Othman pointed out that some tattoos found on victims might provide clues about their identity, but not with certainty.
“A tattoo of Palestine, for example, isn’t unique to Palestinians. We all support Palestine. But it’s likely this person was Palestinian, especially from the Palestinian community in Syria,” he said.
He emphasized that tattoos could hint at political beliefs or nationalities, but he wouldn't make assumptions.
“These tattoos may suggest political views or connections to certain countries, but I can't say for sure if the victims belonged to a specific sect or group.”
Othman added that once names are linked to numbers, he may be able to provide more concrete answers.
“When we can match names to numbers, I'll be able to say if many of these victims came from a particular sect.”
Do you believe that Syria is on its way to a rebirth?
Othman shared cautious hope for Syria’s future.
“God willing, a new Syria will be born,” he said, but added a note of caution.
“I don’t want to be pessimistic, but the real fight for Syria's rebuilding began on December 8, 2024, with Assad’s fall and Damascus’ liberation. Everything before that was just about toppling the regime and removing its leader.”
When will you return to Syria?
Othman said he is eager to return to Syria but faces administrative hurdles.
“I’m waiting for the right moment, but there are still many bureaucratic obstacles,” he explained.

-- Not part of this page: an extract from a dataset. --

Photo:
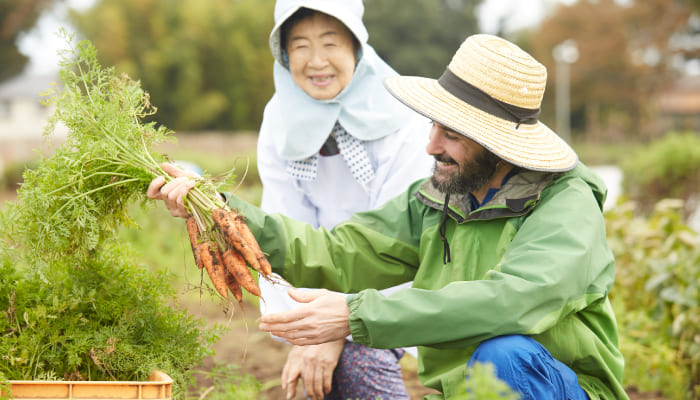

“If it were possible, I would have gone back earlier.”
Regarding his fears due to his involvement in the Caesar Files, Othman admitted the risks remain.
“The fear is still there. We hid our identities to protect ourselves and our families, and that need still exists,” he said.
“The risks are greater now because we are pushing for accountability. This puts us in conflict with many people. I know the dangers, but I’m committed to this path and prepared for whatever comes. If I could do more from hiding, I would, but now it's important to be visible and move the case forward.”